Best Of The Border (3/31-4/5)
A Paris auction house plans to sell 70 sacred Native American artifacts. The northern Arizona Hopi Tribe is outraged and wants them back.
The Hopi call them Katsina friends and they are treated as such. The Hopi people use them in ceremonies and dances to call upon the spirits to bring them rainfall, healing and protection.
In a blog post on the Associated Press website, Senior Vice President and Executive Editor Kathleen Carroll made the announcement the organization would no longer use the term "illegal immigrant."
The Stylebook no longer sanctions the term “illegal immigrant” or the use of “illegal” to describe a person. Instead, it tells users that “illegal” should describe only an action, such as living in or immigrating to a country illegally.
"On the Fronteras Desk we have continued to use that term in our coverage because, simply, it was a widely accepted shorthand way to describe more than 11 million people who had arrived or stayed without proper documentation. Also, any change in terms ran the risk of sounding as if we were pandering to one side of the debate or the other. But, finally, the AP has made it easy: an “immigrant” cannot be illegal, only his or her actions."
The tiny town of Bisbee voted Tuesday night to become the first city in Arizona to allow civil unions for gay couples.
But just hours before the city council met to vote, Arizona Attorney General Tom Horne had already sent in his opposition. Horne called same-sex civil unions unconstitutional and said he would fight the city.

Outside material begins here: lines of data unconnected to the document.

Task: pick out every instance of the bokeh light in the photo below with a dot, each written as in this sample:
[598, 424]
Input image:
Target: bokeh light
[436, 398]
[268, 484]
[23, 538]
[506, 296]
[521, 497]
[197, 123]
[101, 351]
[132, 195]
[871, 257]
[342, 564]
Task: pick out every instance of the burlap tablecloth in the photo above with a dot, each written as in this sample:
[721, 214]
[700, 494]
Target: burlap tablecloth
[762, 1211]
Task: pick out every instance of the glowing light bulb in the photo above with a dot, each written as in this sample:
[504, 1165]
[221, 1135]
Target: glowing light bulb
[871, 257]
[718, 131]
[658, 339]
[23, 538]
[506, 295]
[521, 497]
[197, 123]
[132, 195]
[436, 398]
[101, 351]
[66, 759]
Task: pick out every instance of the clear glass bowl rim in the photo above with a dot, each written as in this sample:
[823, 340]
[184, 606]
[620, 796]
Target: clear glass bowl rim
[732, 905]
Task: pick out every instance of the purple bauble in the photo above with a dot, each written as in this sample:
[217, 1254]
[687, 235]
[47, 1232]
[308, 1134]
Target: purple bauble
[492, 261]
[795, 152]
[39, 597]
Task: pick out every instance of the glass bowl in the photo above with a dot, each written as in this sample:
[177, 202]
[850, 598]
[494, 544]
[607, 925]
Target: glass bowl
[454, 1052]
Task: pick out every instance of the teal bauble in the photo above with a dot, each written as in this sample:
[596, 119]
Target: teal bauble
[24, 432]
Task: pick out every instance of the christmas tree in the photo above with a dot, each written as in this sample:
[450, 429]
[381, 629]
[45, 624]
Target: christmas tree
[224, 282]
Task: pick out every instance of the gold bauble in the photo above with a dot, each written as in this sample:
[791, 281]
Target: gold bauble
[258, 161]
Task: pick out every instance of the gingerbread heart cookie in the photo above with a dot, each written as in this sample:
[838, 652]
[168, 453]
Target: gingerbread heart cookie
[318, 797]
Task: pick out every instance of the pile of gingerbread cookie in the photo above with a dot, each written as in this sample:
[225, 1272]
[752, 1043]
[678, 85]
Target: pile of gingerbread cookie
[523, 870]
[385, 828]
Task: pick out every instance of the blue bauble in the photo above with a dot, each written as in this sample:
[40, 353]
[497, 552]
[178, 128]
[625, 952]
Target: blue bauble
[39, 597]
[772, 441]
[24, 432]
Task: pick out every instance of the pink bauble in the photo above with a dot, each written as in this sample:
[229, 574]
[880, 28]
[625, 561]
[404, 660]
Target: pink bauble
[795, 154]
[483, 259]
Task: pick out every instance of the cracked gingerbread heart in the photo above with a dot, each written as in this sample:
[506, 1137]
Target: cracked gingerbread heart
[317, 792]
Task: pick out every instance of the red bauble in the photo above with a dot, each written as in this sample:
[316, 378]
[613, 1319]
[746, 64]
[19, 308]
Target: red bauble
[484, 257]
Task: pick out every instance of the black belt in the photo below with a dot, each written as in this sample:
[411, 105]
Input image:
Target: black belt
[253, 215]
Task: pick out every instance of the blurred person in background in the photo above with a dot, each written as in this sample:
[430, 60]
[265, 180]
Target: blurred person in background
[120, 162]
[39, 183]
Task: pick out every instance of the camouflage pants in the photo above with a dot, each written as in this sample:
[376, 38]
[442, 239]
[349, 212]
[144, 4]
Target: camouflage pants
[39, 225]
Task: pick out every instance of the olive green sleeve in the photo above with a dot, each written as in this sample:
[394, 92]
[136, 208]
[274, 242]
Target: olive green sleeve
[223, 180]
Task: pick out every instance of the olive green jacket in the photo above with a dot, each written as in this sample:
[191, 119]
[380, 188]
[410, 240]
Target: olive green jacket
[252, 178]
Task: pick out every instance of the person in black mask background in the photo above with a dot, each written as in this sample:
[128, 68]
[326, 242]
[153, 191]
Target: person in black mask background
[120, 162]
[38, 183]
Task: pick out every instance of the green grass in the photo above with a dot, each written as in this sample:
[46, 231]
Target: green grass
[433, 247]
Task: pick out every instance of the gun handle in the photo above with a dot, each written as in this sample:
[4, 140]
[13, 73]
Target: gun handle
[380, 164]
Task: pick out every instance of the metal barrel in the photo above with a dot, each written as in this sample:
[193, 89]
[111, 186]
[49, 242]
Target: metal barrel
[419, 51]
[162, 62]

From Mónica Ortiz Uribe: You may have read about the tough times in Juárez: a wave of horrific drug violence sweeping up eight lives a day via massacres, daylight shootings and beheadings. I've written about it more times than I care to admit. But I've also written about how, in the last two years, the city is slowly healing.
Saturday night at the Kentucky Club was just another affirmation of a Juárez comeback.
As Congress once again takes up immigration reform, Obama administration officials and others have pointed to the lowest levels of unauthorized border crossers — as measured by Border Patrol apprehensions — and plummeting crime statistics on the U.S. side as proof that their methods are working.
But the U.S. Border Patrol has caught a fraction of the border crossers spotted by a sophisticated sensor mounted on unmanned spy aircraft and flown over remote stretches of desert, casting doubts on claims that the area is more secure than ever, according to documents obtained by the Center for Investigative Reporting.